The men were followed for 10 years, obese men (body mass index of 30 or higher) were more than three times as likely to have developed metastases and were more than twice as likely to have died of prostate cancer as opposed to their nonobese counterparts.
The researchers even took into account factors that could have increased the likelihood of prostate cancer spread and death. The poorer outcomes in obese men may be related to alterations in sex hormones, increases in cancer-promoting substances like leptin, or high levels of inflammatory molecules, all of which are associated with excess body fat.
Study 2:
Researchers at the British Journal of Urology International (volume 100, page 315) also concluded that prostate cancer treated by radiation therapy is more likely to recur in men who are obese. In this study 706 men were assessed with localized prostate cancer treated with radiotherapy.
The average age at diagnosis in this study was 72 years. These men were monitored for nearly eight years. Normal weight was defined as a body mass index (BMI) of less than 25; overweight, 25-29.9; and obese, 30 or higher. About 28% of the men were normal weight; slightly more than half were overweight, and about 22% were obese. The obese men had been diagnosed at a younger age than the nonobese men, but they were similar in terms of disease stage, pretreatment PSA level, and Gleason score. None had received androgen-deprivation therapy.

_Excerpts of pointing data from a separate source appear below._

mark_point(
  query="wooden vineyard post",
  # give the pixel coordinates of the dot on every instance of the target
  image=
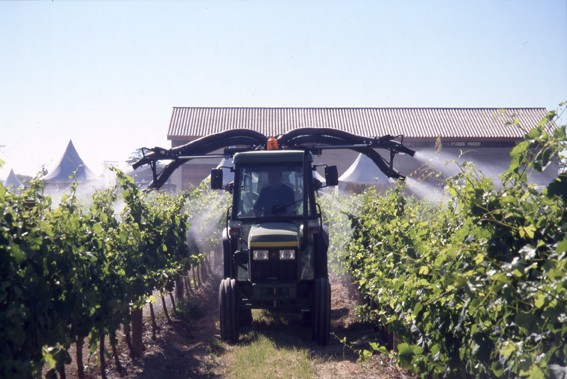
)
(137, 329)
(179, 288)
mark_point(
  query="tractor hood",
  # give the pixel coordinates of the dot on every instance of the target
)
(273, 234)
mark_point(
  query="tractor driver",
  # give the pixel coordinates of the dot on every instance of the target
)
(276, 198)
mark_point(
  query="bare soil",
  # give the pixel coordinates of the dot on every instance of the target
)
(189, 346)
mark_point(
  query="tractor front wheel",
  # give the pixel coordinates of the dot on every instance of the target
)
(227, 311)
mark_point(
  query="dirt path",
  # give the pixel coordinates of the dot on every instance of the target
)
(190, 346)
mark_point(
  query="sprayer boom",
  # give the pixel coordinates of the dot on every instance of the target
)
(313, 140)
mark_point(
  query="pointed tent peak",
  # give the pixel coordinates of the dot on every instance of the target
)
(227, 173)
(70, 164)
(364, 171)
(12, 181)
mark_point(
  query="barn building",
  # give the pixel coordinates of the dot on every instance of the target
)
(484, 136)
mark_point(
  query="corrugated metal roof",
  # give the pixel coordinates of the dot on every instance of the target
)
(413, 123)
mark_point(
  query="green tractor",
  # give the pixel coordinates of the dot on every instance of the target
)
(274, 241)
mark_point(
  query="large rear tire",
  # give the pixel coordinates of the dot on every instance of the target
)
(227, 311)
(321, 326)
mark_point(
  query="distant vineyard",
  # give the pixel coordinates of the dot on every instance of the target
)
(475, 286)
(74, 272)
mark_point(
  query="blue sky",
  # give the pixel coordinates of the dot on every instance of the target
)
(107, 74)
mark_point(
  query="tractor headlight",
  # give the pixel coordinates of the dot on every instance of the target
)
(261, 255)
(287, 254)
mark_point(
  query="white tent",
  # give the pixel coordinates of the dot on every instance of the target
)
(71, 168)
(363, 172)
(227, 174)
(12, 182)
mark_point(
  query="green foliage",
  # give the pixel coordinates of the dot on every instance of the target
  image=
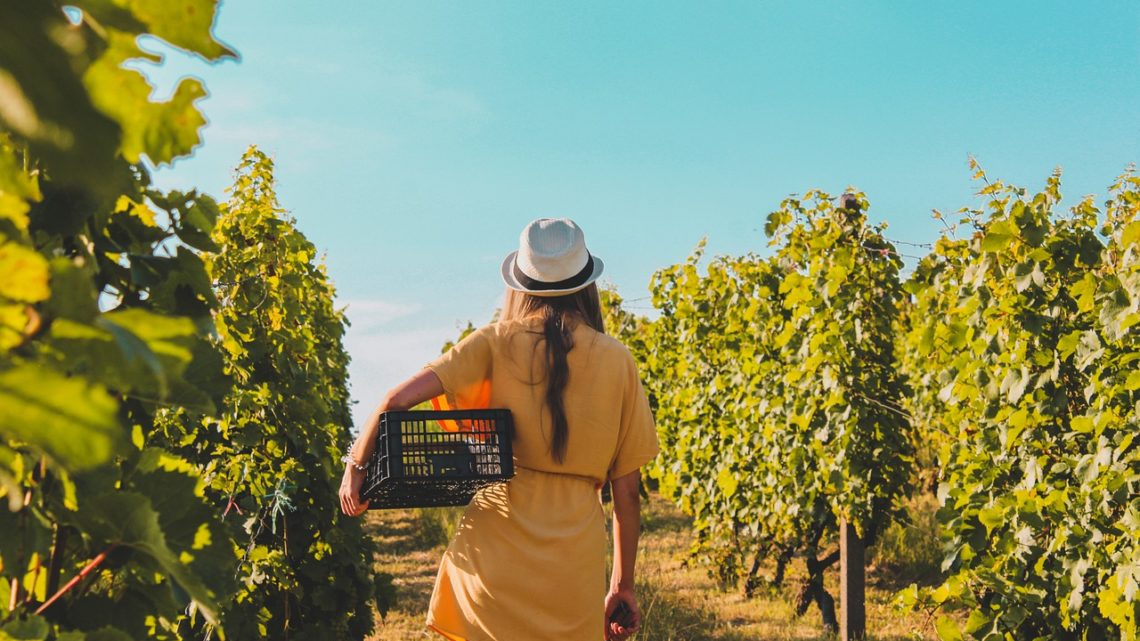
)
(1023, 356)
(104, 322)
(271, 453)
(775, 388)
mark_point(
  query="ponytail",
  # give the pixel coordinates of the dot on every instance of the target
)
(559, 315)
(559, 341)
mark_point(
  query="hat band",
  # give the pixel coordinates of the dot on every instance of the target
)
(567, 284)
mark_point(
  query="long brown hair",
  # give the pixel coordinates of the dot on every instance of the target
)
(560, 315)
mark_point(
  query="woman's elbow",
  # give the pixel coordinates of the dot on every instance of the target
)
(626, 489)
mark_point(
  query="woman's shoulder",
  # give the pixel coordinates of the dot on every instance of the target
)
(607, 346)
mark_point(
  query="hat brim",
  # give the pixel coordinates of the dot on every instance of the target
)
(507, 272)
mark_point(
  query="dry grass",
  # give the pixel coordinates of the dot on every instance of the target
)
(681, 602)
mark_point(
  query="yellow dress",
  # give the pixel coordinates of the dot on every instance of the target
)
(528, 559)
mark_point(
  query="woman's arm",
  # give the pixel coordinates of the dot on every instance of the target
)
(626, 532)
(421, 387)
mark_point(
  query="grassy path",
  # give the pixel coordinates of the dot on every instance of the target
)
(680, 600)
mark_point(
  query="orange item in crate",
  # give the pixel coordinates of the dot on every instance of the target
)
(477, 398)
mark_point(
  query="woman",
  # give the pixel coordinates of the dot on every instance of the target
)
(527, 562)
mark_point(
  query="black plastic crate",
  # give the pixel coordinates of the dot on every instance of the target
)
(417, 463)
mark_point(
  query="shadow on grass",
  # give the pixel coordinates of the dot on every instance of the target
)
(667, 618)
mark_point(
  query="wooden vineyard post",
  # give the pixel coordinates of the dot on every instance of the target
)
(852, 553)
(852, 584)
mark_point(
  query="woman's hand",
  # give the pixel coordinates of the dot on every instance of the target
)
(350, 492)
(623, 616)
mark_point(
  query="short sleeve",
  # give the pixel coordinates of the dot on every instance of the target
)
(465, 370)
(636, 435)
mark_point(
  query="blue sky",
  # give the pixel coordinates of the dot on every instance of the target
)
(415, 139)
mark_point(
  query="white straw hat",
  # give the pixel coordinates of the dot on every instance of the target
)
(552, 259)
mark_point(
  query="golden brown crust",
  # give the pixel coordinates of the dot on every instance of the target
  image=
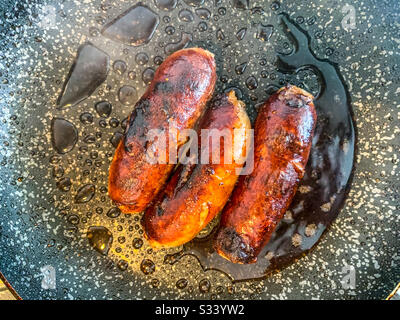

The results showed that the average time to biochemical recurrence (relapse of prostate cancer detected by a rising PSA level) was 93 months for normal-weight men, 88 months for overweight men, and 84 months for obese men.
These studies do not tell us if losing weight can lower your risk of a relapse of prostate cancer if you’re already obese. However it does show that obesity is a major health concern that affects more than your just your heart and diabetes status.
So, should I lose weight? Of course the answer is yes. But will I lose weight? That is the golden question. At this time I am pleased when I go to the doctor and I have not gain weight, but I guess this isn’t good enough.